LONDON — First-time Olympian Alex Morgan already has her defining moment: A game-winning goal in overtime that put the U.S. women’s soccer team into the gold medal match.
And of all things, it came on a header, the very skill that was supposed to be a weakness in her game.
If she keeps this up, she really will outgrow her nickname.
“We came up with the name ‘Baby Horse’ a while back when she first came on the team,” U.S. midfielder Megan Rapinoe stated Tuesday. “Just so much talent. Obviously very raw, she was kind of wild.
“And now she is a beautiful stallion, I think.”
That sounds about right. The lightning-fast striker brings beautiful goals to game at the formative age of 23. Long after Abby Wambach, Christie Rampone and the other vets have retired, it’s a reasonable bet that Morgan will be the face of the U.S. national team.
“She’s still a genetic freak, in my opinion,” Wambach said. “She makes plays that you do not anticipate anybody to make.”
When Morgan looped Heather O’Reilly’s cross into the net in the game’s 123rd minute, she set up one of the most tantalizing rematches of these Olympics: United States vs. Japan for the gold medal.
Japan beat the Americans in penalty kicks to win last year’s World Cup, back when Morgan was still a super-sub who came off the bench in the second half and created all sorts of havoc with her speed.
Now comes the chance to ease the sting of that defeat Thursday at Wembley Stadium. Morgan knew four years ago, when she was up in the wee hours of the morning watching the U.S. games on tv during the Beijing Games, that she’d be a part of this group.
“At that moment, I knew I was going to be with this team at the next Olympics,” Morgan said.
She’s had that vision before, and was right.
“I’ve wanted to be a professional athlete since I was 5 years old,” she said. “I actually have a note in my mother’s office that I wrote when I was 5 that stated ‘When I grow up, I want to be a professional athlete.’ And she still has it to this day.”
Casual fans — not to mention some die-hard soccer fanatics — were asking why Morgan was not starting when she was scoring goals at the World Cup, but coach Pia Sundhage stated young striker did not yet have a complete game, not enough to play a full 90 minutes.

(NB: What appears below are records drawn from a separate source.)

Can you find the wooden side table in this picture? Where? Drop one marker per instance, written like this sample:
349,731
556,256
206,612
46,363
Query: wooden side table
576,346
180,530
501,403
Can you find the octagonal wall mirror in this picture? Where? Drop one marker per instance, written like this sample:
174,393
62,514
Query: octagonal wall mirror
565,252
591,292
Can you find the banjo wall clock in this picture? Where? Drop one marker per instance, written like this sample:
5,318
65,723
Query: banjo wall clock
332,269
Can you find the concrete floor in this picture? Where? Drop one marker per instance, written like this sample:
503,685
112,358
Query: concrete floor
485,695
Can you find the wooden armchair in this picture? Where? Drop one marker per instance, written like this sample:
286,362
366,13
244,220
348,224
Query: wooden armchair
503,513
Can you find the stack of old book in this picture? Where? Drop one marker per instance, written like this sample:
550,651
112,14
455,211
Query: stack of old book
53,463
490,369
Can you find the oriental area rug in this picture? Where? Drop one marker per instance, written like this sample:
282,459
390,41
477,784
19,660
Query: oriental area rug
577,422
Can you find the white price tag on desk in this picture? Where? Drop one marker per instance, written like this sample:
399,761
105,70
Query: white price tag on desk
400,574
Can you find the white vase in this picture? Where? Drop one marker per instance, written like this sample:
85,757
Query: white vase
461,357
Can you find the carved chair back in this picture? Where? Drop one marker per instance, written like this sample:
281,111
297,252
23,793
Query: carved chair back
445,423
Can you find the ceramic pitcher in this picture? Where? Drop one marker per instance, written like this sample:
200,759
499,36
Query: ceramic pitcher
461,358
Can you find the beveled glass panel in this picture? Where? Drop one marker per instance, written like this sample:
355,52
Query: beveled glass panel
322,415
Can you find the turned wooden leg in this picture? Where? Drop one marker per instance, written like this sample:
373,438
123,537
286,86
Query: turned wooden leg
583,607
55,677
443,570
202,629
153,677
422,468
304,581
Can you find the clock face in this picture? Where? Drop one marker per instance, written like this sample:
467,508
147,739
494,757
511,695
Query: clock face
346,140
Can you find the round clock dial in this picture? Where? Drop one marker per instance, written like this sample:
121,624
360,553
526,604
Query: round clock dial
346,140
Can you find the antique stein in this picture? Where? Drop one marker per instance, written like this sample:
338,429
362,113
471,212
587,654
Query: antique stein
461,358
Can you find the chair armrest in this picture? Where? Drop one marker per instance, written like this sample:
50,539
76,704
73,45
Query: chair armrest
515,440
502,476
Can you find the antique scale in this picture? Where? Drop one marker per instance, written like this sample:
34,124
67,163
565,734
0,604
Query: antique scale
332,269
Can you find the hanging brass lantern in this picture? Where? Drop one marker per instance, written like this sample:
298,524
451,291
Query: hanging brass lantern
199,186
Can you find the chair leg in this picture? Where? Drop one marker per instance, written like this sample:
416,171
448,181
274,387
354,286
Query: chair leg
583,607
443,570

A strong performance at the Olympic qualifying tournament in January propelled Morgan into the lineup, and she is justified the promotion by piling up goals and setting up Wambach during the run-up to London. The latest proof came in her game-winner, using the very technique her coach had told her was not her thing earlier this year.

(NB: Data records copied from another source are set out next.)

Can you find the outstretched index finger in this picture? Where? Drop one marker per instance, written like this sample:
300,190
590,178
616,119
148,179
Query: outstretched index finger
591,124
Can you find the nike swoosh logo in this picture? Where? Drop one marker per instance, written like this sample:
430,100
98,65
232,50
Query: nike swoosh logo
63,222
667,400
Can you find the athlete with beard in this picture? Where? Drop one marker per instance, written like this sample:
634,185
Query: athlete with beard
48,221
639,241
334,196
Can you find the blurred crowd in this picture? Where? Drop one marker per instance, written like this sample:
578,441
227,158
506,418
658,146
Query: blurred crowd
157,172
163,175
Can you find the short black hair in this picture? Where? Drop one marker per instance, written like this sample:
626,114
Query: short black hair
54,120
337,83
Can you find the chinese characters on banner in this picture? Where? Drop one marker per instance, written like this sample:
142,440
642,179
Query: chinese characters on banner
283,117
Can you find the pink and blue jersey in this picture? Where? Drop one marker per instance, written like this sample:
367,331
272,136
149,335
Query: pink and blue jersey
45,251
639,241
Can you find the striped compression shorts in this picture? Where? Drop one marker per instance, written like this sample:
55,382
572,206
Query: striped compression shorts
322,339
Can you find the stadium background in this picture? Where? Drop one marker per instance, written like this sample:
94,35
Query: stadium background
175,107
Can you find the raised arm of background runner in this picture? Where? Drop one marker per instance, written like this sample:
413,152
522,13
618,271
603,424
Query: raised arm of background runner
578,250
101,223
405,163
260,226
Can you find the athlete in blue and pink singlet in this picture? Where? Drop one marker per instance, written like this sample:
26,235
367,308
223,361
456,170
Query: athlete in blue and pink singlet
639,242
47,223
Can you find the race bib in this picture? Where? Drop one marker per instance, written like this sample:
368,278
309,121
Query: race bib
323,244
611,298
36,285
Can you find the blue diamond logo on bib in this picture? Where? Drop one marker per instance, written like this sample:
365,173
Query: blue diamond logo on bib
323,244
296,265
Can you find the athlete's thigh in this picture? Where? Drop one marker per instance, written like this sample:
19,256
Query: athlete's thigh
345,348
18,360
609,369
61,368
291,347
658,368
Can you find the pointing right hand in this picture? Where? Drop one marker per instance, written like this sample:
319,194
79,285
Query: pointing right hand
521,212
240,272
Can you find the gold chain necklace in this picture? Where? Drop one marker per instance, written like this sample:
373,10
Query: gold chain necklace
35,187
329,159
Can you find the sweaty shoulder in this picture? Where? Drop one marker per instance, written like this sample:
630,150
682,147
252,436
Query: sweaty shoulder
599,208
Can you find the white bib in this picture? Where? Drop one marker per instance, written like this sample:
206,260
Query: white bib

“How good will she be in four years?” Sundhage said. “Depends on what she wants.”
The goal against Canada was Morgan’s third of the Olympics and her team-high 20th in 2012, joining Mia Hamm (1998), Kristine Lilly (1999) and Wambach (2007) as the only U.S. players with 20 goals in a calendar year.
U.S. women’s soccer gets a lot of love during the World Cup and Olympics, but it often takes a long publicity hiatus after the Summer Games. It’ll be three years before the next World Cup, and it’s uncertain whether there will be yet another attempt to form a top-flight U.S. women’s league anytime soon.
A marketable player like Morgan can boost the sport’s profile during the down times, especially if the public has memories of game-winners on a march to the gold.
“I think maybe in the beginning people saw her as a pretty face who scores goals,” Rapinoe said. “But she is so much more than that. Her game has developed so much.”